Concessionaire

A concession agreement is a kind of contract in which a company or business entity is allowed to conduct business. On a large scale, it may refer to the rights a government grants to a company, allowing it to do business within its territory. It could also refer to the arrangement which allows a business to conduct operations within a certain area, often exclusively.

This arrangement involves set provisions and conditions. In this situation, the business granted permission to operate is known as the concessionaire.

The concession agreement contains the terms agreed on by both the concessionaire and the authorizing entity. These may benefit the concessionaire, especially if the authority is enthusiastic about the partnership.

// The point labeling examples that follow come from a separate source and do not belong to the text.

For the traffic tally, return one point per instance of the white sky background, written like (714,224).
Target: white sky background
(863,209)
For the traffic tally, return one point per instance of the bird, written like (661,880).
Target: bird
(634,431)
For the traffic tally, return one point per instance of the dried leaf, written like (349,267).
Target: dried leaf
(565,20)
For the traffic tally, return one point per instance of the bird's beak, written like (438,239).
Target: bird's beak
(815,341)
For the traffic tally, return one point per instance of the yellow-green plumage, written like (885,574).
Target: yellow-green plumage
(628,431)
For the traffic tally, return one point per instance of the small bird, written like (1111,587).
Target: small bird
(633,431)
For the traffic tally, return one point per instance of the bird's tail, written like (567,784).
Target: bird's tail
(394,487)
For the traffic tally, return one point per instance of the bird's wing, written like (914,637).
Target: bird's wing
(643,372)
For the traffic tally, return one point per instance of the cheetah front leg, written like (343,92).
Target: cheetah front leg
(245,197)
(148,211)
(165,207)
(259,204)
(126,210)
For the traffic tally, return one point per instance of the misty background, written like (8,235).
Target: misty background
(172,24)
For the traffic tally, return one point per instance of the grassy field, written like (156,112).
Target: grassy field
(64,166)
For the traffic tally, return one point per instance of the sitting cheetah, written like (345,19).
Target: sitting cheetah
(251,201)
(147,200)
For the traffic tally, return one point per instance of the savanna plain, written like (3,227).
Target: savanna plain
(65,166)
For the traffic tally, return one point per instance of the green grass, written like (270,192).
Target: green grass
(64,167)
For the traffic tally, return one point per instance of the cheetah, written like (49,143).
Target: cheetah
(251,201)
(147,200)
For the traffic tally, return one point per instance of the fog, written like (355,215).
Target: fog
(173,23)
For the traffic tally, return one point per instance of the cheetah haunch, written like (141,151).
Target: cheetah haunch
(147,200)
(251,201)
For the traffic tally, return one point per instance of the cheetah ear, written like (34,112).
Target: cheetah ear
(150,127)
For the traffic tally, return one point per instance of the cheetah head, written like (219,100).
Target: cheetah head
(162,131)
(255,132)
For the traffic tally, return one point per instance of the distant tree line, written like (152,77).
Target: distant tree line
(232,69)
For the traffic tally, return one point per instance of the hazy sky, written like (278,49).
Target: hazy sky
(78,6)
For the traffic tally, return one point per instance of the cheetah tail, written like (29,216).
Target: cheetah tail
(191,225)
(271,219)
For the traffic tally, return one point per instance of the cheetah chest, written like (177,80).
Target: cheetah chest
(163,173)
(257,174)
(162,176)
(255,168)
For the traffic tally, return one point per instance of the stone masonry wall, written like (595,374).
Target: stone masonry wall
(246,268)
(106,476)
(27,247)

In such situations, incentives may be granted to the concessionaire. In the case of the government, for instance, tax breaks and other benefits can be given in order to encourage the concessionaire to continue doing business within the territory.

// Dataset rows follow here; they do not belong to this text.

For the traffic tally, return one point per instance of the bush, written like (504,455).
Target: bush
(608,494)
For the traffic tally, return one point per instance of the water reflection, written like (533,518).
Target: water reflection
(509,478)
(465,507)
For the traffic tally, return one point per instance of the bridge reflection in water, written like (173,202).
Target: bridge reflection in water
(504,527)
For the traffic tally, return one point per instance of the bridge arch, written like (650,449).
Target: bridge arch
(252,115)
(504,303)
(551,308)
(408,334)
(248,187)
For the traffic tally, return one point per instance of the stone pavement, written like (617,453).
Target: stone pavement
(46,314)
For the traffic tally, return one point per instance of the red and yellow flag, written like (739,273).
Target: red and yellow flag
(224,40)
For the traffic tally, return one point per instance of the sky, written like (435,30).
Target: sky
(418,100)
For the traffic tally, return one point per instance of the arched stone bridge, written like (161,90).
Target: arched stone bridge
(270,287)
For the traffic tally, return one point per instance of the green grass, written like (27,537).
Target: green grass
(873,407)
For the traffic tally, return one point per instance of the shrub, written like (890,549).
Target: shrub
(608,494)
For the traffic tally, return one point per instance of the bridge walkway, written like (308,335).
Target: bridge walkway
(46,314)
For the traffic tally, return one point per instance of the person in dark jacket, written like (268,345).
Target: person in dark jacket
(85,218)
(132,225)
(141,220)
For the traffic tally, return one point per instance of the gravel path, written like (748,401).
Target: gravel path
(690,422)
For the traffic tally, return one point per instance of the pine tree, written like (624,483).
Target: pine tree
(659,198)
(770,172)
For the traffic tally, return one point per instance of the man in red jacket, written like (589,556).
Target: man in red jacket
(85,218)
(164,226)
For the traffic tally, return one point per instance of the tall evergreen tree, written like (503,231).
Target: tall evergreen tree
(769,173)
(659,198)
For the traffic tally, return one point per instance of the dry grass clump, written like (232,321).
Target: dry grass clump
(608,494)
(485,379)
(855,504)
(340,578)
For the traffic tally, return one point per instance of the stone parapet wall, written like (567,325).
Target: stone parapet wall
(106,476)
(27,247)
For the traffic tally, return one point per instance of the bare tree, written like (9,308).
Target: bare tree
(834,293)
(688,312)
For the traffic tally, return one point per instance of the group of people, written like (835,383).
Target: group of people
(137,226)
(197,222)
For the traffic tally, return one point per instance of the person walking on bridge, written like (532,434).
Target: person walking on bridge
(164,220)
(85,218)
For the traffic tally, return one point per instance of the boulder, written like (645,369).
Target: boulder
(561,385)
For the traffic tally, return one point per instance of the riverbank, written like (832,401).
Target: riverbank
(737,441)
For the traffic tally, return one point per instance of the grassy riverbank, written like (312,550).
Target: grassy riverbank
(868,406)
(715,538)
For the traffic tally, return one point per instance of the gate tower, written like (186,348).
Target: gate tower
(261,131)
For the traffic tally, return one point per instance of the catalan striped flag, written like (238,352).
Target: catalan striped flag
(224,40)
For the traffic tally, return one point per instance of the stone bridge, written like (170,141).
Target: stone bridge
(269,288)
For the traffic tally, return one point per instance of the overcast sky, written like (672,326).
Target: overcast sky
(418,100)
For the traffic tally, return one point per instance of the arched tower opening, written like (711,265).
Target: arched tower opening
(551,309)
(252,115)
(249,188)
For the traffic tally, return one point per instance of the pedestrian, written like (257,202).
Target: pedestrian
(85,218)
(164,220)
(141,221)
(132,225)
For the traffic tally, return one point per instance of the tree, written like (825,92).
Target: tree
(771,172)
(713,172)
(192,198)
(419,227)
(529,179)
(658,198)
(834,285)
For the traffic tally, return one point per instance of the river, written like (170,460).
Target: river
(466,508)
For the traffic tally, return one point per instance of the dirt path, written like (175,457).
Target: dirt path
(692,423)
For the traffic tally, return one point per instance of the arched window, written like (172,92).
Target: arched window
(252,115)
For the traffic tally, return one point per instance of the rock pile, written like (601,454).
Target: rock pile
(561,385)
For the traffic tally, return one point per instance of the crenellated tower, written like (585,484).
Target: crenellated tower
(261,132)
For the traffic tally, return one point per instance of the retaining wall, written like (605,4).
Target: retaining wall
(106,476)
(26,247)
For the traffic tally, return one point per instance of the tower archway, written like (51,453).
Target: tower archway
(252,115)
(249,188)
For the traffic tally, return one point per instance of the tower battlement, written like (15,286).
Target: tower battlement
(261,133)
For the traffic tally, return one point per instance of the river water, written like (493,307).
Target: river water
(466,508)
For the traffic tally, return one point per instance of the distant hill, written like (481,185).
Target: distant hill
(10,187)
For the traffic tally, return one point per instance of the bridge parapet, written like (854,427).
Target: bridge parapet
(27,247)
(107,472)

In regular business, on the other hand, the concessionaire may be given exclusive rights to operate within a certain area for a set period of time, but usually in exchange for a certain fee or percentage of profit.

Airports or large offices may find it useful to enter into deals with concessionaires, particularly cafe or restaurant operators. By doing so, they will no longer be burdened with handling operations for mean provisions.

In such situations, the company is usually not held liable for any untoward incidents that may occur as a result of transactions between employees or customers and the concessionaire. It is also free from the burden of including certain tasks which are unrelated to its primary business in its planning and operations.